Video encoding is used for reducing the size, in terms of bytes, of a video sequence at the expense of a reduced image quality. In e.g. video telephony, a video sequence may be encoded in a real-time video encoder in a transmitter, e.g. in accordance with the MPEG4, H.263, or H.264 standard. The encoded video sequence may in turn be transmitted over a wired or wireless communication channel with a limited bandwidth to a receiver. In such an application, the average bit rate of the encoded video sequence must not be larger than the bandwidth of the communication channel. Further, in order for a user of the receiver to perceive a reasonable video quality, it is important that the bit rate of the encoded video sequence is constant or nearly constant. In other words, the size of each encoded video frame should be approximately the same. If the bit rate of the encoded video sequence oscillates, the user of the receiver will experience undesired artifacts. For example, the user may experience a long end-to-end delay or jitter between the video frames. The perceived video frame rate may be lower than the actual average video frame rate if the time intervals between displayed video frames are irregular.
An oscillating bit rate of the encoded video stream may, in principle, be compensated for by introducing a buffer in the receiver. Then, the received encoded video sequence may be delayed in the receiver and the video frames may be presented at a constant video frame rate, e.g. on a display of the receiver, even if the video frames are received at a variable rate. However, in a two-way communication scenario, such as video telephony, the introduction of a delay is highly undesirable and may be a source of annoyance for the users. For this reason, it is also important to have a short latency in the video encoder. Otherwise, the users will also experience an undesired delay in the communication.
A quantization parameter (QP) is a parameter that determines the degree of compression of an encoded video frame; a smaller QP results in a better image quality and a larger size, whereas a larger QP results in worse image quality and a smaller size. However, the resulting size of the encoded video frame is not only dependent on the QP, but may also depend on e.g. the contents (e.g., pixel data such as luminance and chrominance data) of the video frame and previous video frames. For example, for a fixed QP value, if there is a large difference between the contents of the video frame and the previous video frame, e.g. due to a large amount of motion of objects in the video frame, the resulting size of the encoded video frame is normally larger than if there is only a small difference between the contents of the video frame and the previous video frame.
In order to reduce bit-rate oscillations in the encoded video sequence, a rate-control algorithm is normally used.
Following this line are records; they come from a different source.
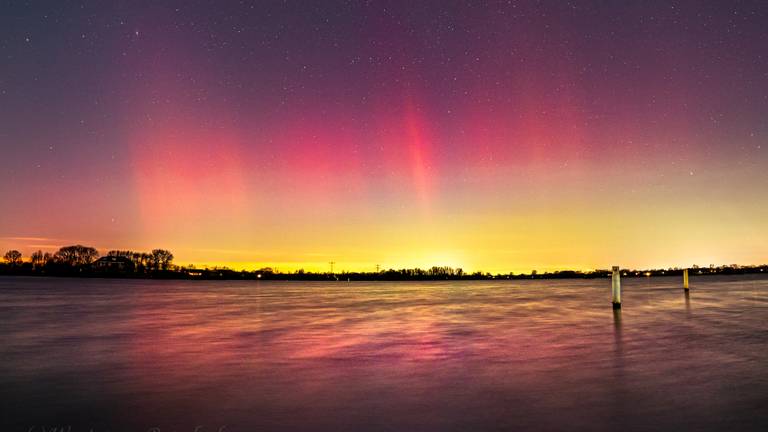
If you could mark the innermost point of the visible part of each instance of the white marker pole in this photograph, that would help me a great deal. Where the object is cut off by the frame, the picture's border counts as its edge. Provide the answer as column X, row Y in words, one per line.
column 616, row 288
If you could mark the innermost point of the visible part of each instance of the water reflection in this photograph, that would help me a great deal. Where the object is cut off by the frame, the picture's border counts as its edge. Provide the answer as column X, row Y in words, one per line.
column 130, row 355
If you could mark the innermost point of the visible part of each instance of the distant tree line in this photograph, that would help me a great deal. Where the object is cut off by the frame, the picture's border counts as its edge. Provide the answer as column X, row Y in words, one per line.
column 79, row 260
column 85, row 260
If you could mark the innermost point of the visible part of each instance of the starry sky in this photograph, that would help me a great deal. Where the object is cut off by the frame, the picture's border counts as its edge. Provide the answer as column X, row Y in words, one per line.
column 493, row 136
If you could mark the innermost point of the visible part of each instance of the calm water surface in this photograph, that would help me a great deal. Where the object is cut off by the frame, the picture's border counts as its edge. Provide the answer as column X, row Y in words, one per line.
column 435, row 356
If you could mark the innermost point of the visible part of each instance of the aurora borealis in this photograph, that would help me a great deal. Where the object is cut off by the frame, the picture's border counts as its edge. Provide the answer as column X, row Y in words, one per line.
column 493, row 136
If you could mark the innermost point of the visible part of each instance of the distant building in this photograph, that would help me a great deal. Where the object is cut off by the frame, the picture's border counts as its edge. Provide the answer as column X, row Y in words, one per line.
column 113, row 264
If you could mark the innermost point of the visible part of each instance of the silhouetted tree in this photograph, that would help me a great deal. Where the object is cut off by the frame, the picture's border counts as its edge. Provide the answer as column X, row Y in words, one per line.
column 76, row 255
column 161, row 259
column 39, row 259
column 12, row 257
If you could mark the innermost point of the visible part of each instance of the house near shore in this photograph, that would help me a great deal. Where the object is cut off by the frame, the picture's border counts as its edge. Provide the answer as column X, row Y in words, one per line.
column 113, row 264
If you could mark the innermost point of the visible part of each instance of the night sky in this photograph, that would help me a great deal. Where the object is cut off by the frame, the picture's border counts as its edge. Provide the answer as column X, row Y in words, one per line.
column 494, row 136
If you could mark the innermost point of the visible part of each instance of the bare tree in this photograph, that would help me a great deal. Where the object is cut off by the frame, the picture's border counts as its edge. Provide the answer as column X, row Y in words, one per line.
column 38, row 259
column 161, row 259
column 12, row 257
column 76, row 255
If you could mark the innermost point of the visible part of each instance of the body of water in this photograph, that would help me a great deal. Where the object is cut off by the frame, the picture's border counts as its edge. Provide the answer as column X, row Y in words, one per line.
column 139, row 355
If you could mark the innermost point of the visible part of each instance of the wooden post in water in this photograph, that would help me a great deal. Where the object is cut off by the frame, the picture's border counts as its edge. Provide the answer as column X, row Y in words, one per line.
column 616, row 288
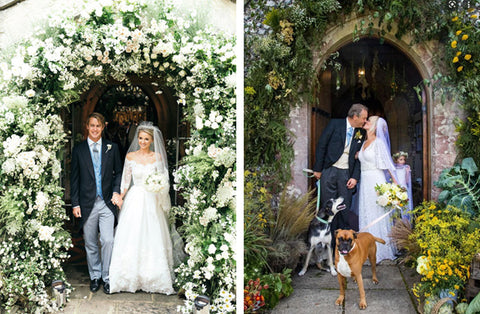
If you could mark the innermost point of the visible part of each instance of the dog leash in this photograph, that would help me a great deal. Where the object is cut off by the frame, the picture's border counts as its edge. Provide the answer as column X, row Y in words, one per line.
column 309, row 174
column 377, row 220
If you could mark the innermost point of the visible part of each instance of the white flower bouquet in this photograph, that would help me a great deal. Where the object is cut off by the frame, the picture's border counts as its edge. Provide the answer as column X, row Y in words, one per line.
column 391, row 196
column 157, row 182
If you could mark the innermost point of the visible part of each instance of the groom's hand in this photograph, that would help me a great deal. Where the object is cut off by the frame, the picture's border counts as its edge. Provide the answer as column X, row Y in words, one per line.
column 77, row 213
column 351, row 183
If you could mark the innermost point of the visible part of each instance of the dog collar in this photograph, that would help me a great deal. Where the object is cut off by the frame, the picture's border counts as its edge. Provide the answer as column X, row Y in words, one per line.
column 321, row 220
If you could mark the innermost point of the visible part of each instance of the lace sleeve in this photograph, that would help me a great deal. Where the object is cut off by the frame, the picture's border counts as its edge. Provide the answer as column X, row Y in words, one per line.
column 126, row 175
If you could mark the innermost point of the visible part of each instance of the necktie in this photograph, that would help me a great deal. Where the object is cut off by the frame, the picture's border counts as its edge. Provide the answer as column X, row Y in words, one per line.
column 349, row 135
column 96, row 156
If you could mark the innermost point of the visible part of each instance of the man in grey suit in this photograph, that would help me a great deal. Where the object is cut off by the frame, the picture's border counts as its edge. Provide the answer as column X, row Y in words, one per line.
column 337, row 164
column 95, row 191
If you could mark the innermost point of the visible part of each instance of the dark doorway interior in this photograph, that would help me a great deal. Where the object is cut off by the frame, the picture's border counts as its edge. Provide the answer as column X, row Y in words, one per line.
column 378, row 75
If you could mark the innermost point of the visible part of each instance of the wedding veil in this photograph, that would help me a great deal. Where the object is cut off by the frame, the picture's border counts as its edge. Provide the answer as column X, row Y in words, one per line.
column 382, row 151
column 158, row 145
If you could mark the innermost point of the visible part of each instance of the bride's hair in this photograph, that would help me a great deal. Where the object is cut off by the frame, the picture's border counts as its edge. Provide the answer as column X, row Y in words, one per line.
column 149, row 131
column 373, row 129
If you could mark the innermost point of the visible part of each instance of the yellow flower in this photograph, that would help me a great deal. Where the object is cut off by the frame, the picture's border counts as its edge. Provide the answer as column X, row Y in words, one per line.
column 249, row 90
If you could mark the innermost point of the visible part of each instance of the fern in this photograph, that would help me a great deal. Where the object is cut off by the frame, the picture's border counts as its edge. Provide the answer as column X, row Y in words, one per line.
column 461, row 186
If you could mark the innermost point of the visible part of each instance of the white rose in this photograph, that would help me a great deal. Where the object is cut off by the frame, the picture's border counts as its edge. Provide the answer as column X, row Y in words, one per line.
column 403, row 196
column 198, row 123
column 8, row 166
column 382, row 200
column 30, row 93
column 212, row 249
column 45, row 233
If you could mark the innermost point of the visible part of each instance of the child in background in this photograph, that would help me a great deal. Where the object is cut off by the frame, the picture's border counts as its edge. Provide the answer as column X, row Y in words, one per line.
column 404, row 179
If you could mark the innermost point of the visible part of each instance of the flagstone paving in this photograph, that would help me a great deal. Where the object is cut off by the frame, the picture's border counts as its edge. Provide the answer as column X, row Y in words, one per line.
column 83, row 301
column 317, row 291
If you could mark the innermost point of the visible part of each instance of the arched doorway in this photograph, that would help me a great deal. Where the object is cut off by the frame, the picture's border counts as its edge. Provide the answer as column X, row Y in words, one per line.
column 123, row 106
column 377, row 74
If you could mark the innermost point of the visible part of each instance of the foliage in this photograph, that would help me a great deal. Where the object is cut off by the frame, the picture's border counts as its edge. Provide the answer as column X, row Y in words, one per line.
column 95, row 43
column 448, row 240
column 279, row 286
column 474, row 306
column 462, row 59
column 272, row 236
column 460, row 186
column 253, row 299
column 392, row 196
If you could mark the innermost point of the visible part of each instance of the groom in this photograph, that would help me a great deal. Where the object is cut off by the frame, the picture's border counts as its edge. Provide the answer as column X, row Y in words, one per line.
column 336, row 162
column 95, row 187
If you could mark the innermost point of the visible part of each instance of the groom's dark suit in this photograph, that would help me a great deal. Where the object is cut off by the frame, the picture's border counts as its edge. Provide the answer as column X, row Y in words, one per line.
column 98, row 214
column 83, row 187
column 330, row 148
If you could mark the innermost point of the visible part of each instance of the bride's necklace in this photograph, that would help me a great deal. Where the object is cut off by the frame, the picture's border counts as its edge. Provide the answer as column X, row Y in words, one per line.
column 143, row 157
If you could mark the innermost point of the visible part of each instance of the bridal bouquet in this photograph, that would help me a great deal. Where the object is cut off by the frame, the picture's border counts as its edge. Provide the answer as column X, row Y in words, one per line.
column 391, row 196
column 157, row 182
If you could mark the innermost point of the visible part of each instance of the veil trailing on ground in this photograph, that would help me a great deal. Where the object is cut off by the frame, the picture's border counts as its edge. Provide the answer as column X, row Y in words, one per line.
column 382, row 151
column 158, row 147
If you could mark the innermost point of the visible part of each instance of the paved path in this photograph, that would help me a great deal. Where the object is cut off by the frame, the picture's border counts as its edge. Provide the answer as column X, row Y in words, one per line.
column 82, row 301
column 317, row 291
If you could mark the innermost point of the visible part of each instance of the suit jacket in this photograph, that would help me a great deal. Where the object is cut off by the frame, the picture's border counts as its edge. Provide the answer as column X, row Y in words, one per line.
column 331, row 145
column 82, row 181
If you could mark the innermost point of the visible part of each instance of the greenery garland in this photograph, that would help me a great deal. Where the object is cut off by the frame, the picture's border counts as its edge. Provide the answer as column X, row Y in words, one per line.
column 279, row 75
column 45, row 73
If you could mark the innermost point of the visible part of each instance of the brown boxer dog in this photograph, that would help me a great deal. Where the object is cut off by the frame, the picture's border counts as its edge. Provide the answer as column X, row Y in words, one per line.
column 351, row 253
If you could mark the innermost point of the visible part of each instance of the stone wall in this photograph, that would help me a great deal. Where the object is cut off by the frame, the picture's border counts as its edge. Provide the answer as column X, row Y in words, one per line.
column 440, row 135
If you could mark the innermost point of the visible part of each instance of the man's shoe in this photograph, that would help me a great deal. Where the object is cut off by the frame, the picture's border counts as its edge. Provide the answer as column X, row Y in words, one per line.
column 106, row 288
column 95, row 285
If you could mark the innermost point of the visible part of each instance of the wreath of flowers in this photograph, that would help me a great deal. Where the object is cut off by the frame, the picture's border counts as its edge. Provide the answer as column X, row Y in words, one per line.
column 47, row 72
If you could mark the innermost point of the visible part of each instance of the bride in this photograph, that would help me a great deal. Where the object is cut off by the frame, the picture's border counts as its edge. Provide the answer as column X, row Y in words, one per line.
column 142, row 253
column 376, row 168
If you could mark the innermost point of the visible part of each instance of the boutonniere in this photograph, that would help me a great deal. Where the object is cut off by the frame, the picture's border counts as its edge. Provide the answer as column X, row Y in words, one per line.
column 358, row 135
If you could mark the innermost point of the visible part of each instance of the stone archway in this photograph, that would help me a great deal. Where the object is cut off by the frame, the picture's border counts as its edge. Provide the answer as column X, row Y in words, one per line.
column 162, row 98
column 437, row 119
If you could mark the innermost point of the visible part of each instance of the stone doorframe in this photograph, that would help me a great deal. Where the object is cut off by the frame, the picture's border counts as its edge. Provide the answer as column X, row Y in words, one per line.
column 439, row 133
column 166, row 113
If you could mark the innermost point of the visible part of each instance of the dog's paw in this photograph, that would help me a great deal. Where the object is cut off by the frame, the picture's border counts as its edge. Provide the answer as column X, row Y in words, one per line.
column 339, row 301
column 363, row 305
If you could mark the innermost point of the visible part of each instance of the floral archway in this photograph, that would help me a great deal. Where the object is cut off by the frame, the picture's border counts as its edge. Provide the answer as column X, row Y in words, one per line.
column 101, row 41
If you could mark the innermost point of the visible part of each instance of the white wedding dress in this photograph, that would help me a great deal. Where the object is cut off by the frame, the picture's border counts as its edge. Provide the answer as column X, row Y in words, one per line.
column 142, row 251
column 367, row 201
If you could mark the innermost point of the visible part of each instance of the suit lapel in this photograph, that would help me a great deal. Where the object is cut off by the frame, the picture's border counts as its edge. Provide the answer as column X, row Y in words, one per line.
column 88, row 159
column 104, row 155
column 344, row 132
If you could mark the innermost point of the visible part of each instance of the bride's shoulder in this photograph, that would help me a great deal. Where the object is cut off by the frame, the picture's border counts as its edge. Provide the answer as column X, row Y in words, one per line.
column 132, row 156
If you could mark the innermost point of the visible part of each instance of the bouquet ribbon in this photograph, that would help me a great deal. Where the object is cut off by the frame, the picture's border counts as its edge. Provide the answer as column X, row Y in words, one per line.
column 377, row 220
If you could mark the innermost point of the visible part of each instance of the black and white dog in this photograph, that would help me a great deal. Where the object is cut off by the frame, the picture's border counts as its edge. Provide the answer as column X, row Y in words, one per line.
column 320, row 234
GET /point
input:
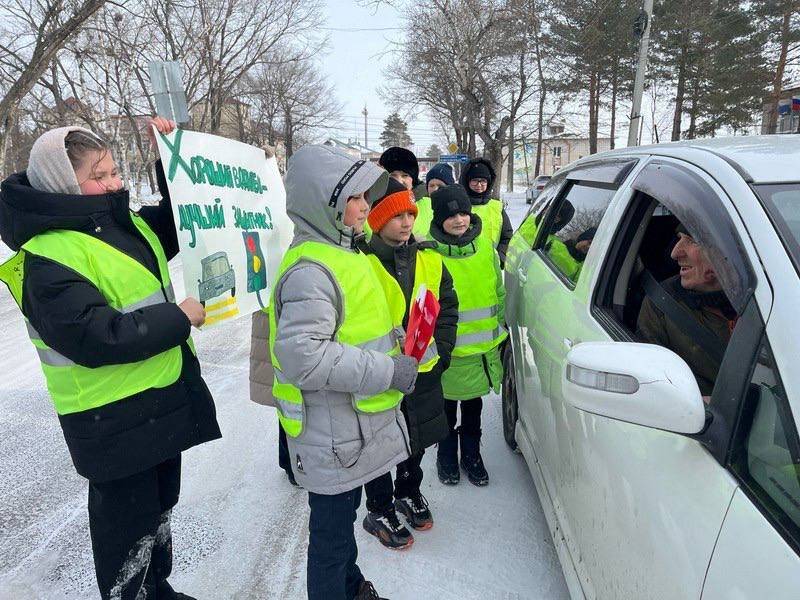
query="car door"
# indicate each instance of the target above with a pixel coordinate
(757, 554)
(640, 508)
(520, 253)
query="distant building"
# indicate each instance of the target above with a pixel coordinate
(355, 149)
(558, 150)
(787, 109)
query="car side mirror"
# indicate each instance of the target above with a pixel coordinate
(643, 384)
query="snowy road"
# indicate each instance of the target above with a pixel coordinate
(240, 529)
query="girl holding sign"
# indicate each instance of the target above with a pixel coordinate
(91, 279)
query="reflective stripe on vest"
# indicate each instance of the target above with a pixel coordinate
(428, 271)
(368, 324)
(127, 285)
(475, 280)
(491, 215)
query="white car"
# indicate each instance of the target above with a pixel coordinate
(650, 492)
(536, 188)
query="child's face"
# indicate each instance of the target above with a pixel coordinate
(397, 230)
(457, 224)
(403, 178)
(98, 174)
(478, 185)
(355, 214)
(434, 184)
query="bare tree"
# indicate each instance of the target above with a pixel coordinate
(470, 62)
(33, 32)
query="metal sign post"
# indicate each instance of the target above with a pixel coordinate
(167, 85)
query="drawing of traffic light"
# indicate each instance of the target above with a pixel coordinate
(256, 266)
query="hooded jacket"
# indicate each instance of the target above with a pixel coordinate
(424, 407)
(507, 230)
(339, 449)
(72, 316)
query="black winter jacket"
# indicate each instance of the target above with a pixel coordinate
(72, 316)
(507, 230)
(424, 407)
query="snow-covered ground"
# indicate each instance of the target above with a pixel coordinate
(240, 529)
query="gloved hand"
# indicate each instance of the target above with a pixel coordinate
(405, 373)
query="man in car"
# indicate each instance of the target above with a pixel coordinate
(696, 294)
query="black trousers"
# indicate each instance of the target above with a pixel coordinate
(380, 496)
(470, 415)
(332, 572)
(284, 460)
(129, 523)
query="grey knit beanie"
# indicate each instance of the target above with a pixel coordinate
(49, 169)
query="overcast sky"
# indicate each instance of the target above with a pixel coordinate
(359, 63)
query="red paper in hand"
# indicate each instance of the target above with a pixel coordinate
(421, 323)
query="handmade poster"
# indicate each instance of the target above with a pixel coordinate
(229, 207)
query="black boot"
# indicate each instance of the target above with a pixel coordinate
(447, 460)
(388, 529)
(471, 460)
(367, 592)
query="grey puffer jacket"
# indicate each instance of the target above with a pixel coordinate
(339, 448)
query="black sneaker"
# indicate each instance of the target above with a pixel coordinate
(476, 472)
(367, 592)
(448, 472)
(415, 510)
(388, 529)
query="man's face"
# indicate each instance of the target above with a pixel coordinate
(434, 184)
(697, 273)
(398, 229)
(478, 185)
(403, 178)
(356, 212)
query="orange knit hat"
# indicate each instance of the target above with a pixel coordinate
(392, 204)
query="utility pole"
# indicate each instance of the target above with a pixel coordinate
(510, 179)
(364, 112)
(641, 28)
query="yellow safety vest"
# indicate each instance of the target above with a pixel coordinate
(127, 285)
(491, 215)
(428, 271)
(475, 281)
(368, 324)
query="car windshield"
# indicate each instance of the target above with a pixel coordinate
(215, 268)
(782, 202)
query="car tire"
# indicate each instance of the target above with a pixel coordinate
(509, 402)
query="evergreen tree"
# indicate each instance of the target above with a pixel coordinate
(434, 152)
(395, 132)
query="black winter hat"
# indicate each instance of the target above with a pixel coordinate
(442, 172)
(479, 170)
(477, 167)
(400, 159)
(448, 201)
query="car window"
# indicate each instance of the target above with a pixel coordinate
(767, 457)
(782, 202)
(530, 225)
(572, 224)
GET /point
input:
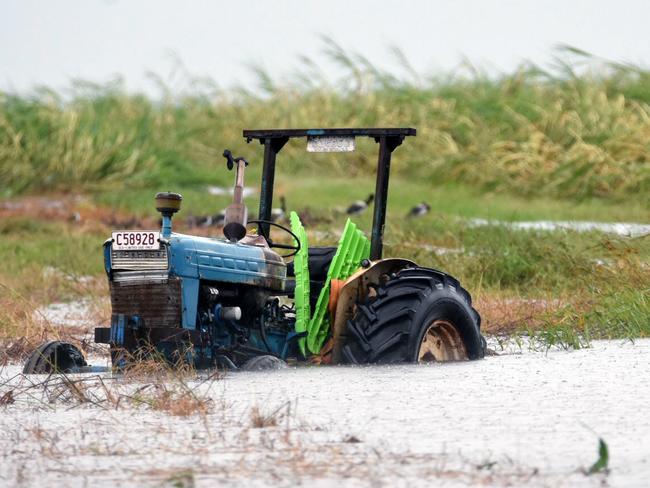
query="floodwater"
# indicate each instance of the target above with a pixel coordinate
(517, 419)
(623, 229)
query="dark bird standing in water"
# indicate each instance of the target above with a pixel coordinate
(360, 206)
(419, 210)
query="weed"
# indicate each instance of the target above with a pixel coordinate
(602, 463)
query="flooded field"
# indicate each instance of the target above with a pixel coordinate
(520, 418)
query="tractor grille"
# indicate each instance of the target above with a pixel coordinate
(159, 304)
(139, 260)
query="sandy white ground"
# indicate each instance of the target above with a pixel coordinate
(528, 419)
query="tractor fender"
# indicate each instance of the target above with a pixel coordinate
(354, 290)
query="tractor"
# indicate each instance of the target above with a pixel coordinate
(246, 300)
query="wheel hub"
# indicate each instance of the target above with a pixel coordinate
(441, 342)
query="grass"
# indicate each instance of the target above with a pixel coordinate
(531, 145)
(529, 133)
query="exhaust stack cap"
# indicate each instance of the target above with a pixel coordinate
(168, 203)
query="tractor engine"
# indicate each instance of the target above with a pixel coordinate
(220, 298)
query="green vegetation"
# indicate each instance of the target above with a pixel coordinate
(562, 134)
(527, 146)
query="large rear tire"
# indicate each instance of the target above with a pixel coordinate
(418, 315)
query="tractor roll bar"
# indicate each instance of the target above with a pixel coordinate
(274, 140)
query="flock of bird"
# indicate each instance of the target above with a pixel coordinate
(279, 214)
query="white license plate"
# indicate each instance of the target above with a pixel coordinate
(124, 240)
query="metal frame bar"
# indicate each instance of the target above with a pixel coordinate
(388, 140)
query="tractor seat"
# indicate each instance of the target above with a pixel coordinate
(318, 262)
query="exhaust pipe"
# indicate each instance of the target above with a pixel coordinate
(236, 215)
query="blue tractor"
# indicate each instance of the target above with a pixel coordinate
(237, 300)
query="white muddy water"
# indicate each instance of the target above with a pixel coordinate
(623, 229)
(527, 419)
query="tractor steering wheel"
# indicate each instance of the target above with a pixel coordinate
(295, 249)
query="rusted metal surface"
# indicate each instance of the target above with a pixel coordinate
(356, 289)
(159, 304)
(441, 342)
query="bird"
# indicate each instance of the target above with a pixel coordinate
(279, 213)
(360, 206)
(419, 210)
(219, 219)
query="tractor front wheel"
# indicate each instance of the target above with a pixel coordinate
(418, 315)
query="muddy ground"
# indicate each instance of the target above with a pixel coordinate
(522, 418)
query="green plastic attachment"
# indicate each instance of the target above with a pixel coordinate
(301, 270)
(354, 246)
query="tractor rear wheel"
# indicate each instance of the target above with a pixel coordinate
(418, 315)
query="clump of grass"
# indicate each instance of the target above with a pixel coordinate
(261, 419)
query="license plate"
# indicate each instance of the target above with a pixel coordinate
(125, 240)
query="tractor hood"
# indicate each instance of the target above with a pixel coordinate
(219, 260)
(200, 258)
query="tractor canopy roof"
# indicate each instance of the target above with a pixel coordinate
(332, 140)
Rate control is normally achieved by dynamically varying the QP during the encoding. For example, a video frame may be divided into a plurality of macro blocks having, e.g., 16×16 pixels. During the encoding of a video frame, the QP value may be dynamically varied between each macro block, e.g. based on the sizes of previously encoded macro blocks, in order to control the bit rate. Such an approach for controlling the bit rate allows for a short latency in the video encoder. However, known bit-rate control algorithms of this type causes high bit-rate oscillations.
In a multi-pass video encoding scheme, each video frame may be encoded more than once with different QP values in order to reach a desired bit rate. Multi-pass video encoding may result in lower bit-rate oscillations compared with encoding each video frame only once, such as described in the publication: WESTERINK P H et al: “Two-pass MPEG-2 variable-bit-rate encoding” IBM J. RES. DEVELOP., vol. 43, no. 4, 4 Jul. 1999 (1999-07-04), pages 471-488, XP002395114. However, known multi-pass video encoders suffer from long latency, which is undesired in a video encoder for e.g. video telephony.